Affiliation:
1. Department of Studies in Chemistry Davangere University Shivagangotri Davanagere 577 007 Karnataka India
2. Department of Pharmaceutical Chemistry Bapuji Pharmacy College Davanagere 577 004 Karnataka India
3. Institute of Bioinformatics and Applied Biotechnology Bengaluru 560 100 Karnataka India
Abstract
AbstractIn the present study, a series of novel 1‐Methyl‐3‐(3‐oxo‐3‐phenylprop‐1‐enyl) quinoline‐2‐(1H)‐ones derivatives (3 a–3 i) were synthesized via condensation, followed by the ring closure to produce pyrazoline derivatives (4 a–4 i). All the newly synthesized pyrazolines derivatives were determined by spectroscopic techniques and were tested for antimicrobial activity by agar well diffusion assay and MIC, from which it was observed that the compounds 4 g and 4 i showed substantial antimicrobial activity against bacterial strains. Whereas compound 4 i exhibited remarkable antifungal activity. Post this, computational methodologies were employed for studying the pharmacokinetic profiles and assessing the drug likeness of the title compounds.
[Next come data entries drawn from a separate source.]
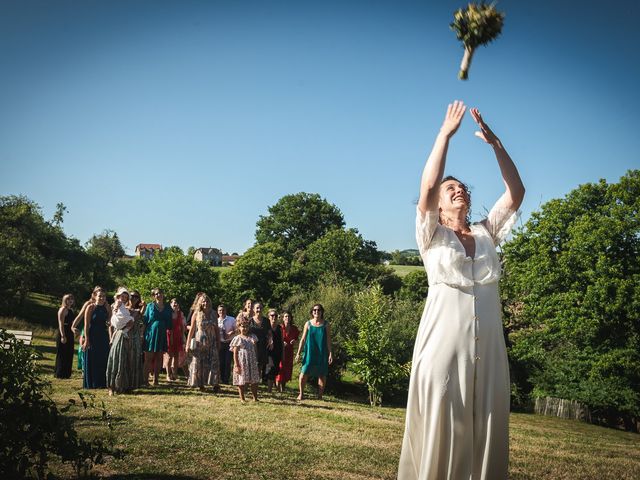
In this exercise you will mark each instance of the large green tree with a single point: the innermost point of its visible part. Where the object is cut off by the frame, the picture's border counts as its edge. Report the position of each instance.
(262, 273)
(298, 220)
(106, 251)
(35, 254)
(572, 298)
(343, 255)
(179, 275)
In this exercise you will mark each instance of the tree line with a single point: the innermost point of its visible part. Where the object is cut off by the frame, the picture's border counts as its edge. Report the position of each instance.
(570, 289)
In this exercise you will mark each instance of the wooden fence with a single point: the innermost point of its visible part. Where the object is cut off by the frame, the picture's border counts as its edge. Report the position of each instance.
(559, 407)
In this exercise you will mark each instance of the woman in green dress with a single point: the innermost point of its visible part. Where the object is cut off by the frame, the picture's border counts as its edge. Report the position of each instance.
(119, 367)
(316, 339)
(77, 327)
(157, 319)
(137, 307)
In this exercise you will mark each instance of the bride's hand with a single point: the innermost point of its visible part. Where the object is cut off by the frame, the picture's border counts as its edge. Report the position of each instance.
(485, 132)
(455, 112)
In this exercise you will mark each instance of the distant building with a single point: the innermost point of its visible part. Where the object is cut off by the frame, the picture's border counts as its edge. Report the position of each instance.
(210, 255)
(229, 259)
(147, 250)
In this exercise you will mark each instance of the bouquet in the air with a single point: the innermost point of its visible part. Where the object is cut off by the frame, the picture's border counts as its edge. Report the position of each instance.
(476, 25)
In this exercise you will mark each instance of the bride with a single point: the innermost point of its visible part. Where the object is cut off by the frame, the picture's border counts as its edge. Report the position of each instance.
(457, 423)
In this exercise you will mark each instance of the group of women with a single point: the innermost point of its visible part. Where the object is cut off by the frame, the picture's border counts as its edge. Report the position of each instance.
(457, 418)
(124, 343)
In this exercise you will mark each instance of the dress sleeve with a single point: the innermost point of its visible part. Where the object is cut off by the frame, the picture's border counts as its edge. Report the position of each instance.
(500, 222)
(425, 228)
(147, 314)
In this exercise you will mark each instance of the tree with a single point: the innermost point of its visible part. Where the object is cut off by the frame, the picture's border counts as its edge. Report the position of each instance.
(298, 220)
(338, 302)
(58, 217)
(342, 255)
(415, 286)
(35, 254)
(372, 359)
(33, 431)
(474, 26)
(178, 275)
(571, 293)
(106, 250)
(262, 273)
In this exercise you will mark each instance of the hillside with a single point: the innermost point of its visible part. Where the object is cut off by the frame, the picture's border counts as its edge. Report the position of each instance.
(172, 431)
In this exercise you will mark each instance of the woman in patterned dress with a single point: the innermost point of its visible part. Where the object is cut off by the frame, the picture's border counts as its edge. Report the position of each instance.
(204, 368)
(245, 359)
(119, 368)
(64, 338)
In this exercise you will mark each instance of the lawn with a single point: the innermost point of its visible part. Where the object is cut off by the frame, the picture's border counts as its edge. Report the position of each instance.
(174, 432)
(402, 270)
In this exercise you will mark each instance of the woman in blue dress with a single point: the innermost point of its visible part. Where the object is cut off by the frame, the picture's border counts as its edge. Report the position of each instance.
(95, 347)
(157, 319)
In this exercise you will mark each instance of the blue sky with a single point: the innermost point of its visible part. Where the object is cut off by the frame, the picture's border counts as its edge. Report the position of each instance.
(180, 122)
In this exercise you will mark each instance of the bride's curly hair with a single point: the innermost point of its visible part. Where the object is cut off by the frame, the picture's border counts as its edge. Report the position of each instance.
(465, 187)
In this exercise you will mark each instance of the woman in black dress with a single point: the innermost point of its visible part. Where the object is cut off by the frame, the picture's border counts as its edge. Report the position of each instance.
(64, 338)
(275, 351)
(260, 327)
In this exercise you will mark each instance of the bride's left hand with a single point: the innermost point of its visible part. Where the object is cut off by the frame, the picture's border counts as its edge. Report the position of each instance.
(485, 132)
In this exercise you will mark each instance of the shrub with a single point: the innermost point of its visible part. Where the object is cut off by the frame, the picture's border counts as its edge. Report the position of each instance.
(370, 349)
(32, 429)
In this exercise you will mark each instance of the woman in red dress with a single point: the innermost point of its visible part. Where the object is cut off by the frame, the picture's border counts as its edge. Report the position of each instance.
(290, 334)
(175, 343)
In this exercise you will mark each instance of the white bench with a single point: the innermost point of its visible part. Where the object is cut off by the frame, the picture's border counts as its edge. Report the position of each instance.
(22, 335)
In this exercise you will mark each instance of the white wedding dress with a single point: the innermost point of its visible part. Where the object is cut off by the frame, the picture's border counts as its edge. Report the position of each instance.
(457, 423)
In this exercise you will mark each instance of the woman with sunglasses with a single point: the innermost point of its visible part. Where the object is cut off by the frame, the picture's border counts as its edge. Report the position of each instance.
(136, 308)
(275, 352)
(95, 347)
(260, 327)
(317, 356)
(158, 317)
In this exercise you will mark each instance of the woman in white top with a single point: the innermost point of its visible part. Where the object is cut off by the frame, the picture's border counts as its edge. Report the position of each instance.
(457, 423)
(120, 362)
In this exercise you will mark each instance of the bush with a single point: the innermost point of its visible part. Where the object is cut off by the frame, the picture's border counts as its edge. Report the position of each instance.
(338, 303)
(370, 349)
(32, 429)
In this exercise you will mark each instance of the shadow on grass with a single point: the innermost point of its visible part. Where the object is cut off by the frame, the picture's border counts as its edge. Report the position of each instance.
(149, 476)
(43, 349)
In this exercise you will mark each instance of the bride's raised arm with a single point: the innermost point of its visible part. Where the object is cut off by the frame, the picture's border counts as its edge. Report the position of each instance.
(434, 168)
(511, 199)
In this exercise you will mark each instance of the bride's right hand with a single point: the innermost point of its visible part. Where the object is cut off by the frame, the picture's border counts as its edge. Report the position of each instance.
(453, 118)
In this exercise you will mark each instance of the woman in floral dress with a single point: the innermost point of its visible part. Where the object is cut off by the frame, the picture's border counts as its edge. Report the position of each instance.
(204, 367)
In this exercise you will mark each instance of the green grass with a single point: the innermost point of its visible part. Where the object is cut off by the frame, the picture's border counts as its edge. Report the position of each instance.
(172, 430)
(402, 270)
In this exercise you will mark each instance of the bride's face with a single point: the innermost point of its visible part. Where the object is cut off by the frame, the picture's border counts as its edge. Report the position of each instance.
(453, 196)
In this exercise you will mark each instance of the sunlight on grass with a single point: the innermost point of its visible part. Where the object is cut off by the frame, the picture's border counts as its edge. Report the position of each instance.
(174, 430)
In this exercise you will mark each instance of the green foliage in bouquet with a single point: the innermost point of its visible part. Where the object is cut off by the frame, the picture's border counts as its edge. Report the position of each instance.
(476, 25)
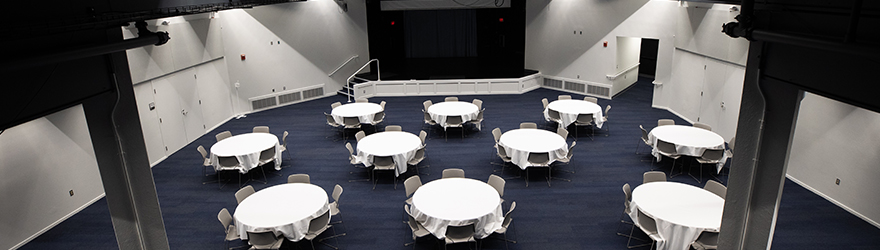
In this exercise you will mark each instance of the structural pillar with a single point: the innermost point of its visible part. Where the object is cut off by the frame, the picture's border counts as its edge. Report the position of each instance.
(767, 118)
(114, 127)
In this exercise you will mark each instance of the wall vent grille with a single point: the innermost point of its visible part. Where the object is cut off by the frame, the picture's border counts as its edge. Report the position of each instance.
(311, 93)
(598, 90)
(263, 103)
(574, 86)
(553, 83)
(288, 98)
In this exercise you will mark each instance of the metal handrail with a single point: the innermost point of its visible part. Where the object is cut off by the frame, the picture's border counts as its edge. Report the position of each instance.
(342, 65)
(378, 74)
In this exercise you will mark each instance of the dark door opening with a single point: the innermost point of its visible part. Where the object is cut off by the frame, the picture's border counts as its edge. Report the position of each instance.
(648, 58)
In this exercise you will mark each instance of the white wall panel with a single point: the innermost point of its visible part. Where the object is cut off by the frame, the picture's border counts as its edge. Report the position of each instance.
(171, 121)
(306, 54)
(184, 84)
(835, 140)
(42, 160)
(446, 88)
(686, 84)
(149, 122)
(214, 92)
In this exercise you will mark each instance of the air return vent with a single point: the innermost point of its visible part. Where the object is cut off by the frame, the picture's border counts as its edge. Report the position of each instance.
(263, 103)
(553, 83)
(312, 93)
(288, 98)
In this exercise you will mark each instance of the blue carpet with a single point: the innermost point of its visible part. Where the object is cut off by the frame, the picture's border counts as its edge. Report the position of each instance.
(581, 214)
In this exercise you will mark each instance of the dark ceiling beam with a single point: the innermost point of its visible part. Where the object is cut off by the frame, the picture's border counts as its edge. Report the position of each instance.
(113, 19)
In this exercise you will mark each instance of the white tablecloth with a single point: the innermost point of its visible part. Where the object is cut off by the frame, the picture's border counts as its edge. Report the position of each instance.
(401, 146)
(520, 142)
(681, 211)
(246, 148)
(439, 112)
(688, 140)
(570, 109)
(457, 202)
(284, 209)
(363, 111)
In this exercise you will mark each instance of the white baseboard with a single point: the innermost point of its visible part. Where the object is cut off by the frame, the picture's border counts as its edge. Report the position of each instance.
(835, 202)
(50, 226)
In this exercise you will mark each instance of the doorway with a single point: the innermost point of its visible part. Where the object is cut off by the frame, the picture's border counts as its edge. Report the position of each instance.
(648, 58)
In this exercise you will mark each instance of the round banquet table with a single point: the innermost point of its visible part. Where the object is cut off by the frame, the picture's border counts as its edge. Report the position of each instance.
(570, 109)
(246, 148)
(681, 211)
(520, 142)
(439, 112)
(457, 202)
(688, 140)
(363, 111)
(284, 209)
(401, 146)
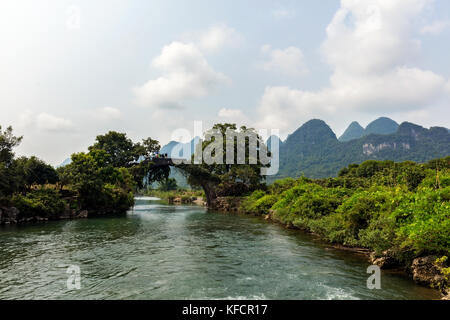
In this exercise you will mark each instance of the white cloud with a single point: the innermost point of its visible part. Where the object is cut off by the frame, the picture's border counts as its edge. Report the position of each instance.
(218, 37)
(369, 46)
(447, 87)
(289, 61)
(48, 122)
(107, 113)
(436, 27)
(283, 13)
(185, 75)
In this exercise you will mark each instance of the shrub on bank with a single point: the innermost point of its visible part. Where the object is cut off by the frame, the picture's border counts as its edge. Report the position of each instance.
(379, 205)
(45, 203)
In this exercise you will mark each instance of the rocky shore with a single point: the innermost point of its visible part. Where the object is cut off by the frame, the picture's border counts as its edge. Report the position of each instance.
(12, 215)
(423, 270)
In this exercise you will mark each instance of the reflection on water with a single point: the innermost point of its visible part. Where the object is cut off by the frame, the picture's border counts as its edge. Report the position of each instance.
(159, 251)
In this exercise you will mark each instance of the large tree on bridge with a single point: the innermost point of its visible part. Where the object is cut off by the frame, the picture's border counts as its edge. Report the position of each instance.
(123, 152)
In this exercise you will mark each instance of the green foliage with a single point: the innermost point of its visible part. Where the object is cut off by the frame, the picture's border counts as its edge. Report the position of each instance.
(100, 186)
(380, 205)
(42, 202)
(35, 171)
(168, 185)
(258, 203)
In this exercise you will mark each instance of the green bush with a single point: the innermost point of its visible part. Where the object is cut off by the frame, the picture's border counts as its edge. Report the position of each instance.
(44, 203)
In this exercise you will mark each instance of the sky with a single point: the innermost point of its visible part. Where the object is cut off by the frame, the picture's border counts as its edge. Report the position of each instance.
(71, 70)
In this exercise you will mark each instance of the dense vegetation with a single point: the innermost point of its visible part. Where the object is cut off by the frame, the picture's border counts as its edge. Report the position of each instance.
(223, 177)
(103, 180)
(379, 205)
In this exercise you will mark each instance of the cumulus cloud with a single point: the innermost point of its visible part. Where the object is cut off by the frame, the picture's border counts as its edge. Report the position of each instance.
(218, 37)
(289, 61)
(283, 13)
(107, 113)
(185, 75)
(48, 122)
(232, 115)
(436, 27)
(369, 46)
(44, 122)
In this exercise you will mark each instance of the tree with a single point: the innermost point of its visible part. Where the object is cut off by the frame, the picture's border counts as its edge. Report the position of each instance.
(121, 150)
(8, 179)
(241, 176)
(168, 185)
(99, 185)
(35, 171)
(7, 143)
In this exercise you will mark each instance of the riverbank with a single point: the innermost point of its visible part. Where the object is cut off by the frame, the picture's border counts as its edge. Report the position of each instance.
(160, 251)
(428, 270)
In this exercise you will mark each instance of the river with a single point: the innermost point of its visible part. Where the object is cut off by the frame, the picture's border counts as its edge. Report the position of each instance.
(159, 251)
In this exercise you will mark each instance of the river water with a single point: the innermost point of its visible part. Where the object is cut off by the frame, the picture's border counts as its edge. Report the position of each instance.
(159, 251)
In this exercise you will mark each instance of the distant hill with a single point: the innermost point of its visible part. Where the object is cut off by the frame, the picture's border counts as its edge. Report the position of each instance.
(382, 125)
(354, 131)
(313, 150)
(177, 149)
(272, 140)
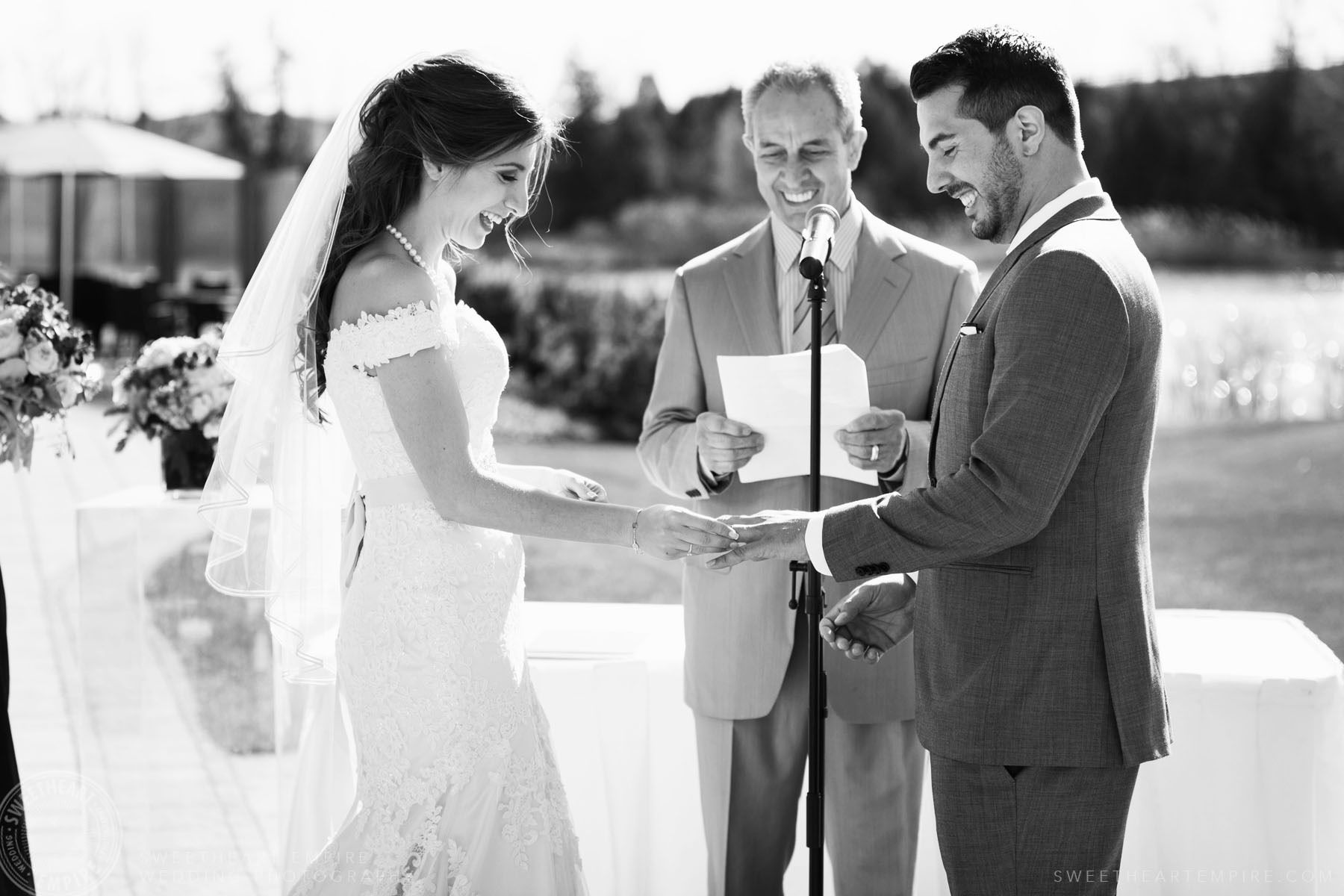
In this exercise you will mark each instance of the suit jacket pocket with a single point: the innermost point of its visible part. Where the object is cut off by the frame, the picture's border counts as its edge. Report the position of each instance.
(988, 567)
(900, 373)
They were subjected to molecular docking analysis and it was observed that the proposed antibacterial compounds 4 g and 4 i showed significant binding to the active site of NAD+ synthetase enzyme of the bacteria and the proposed antifungal compound 4 i showed significant binding towards the active site of Cytochrome P450 51 in fungi.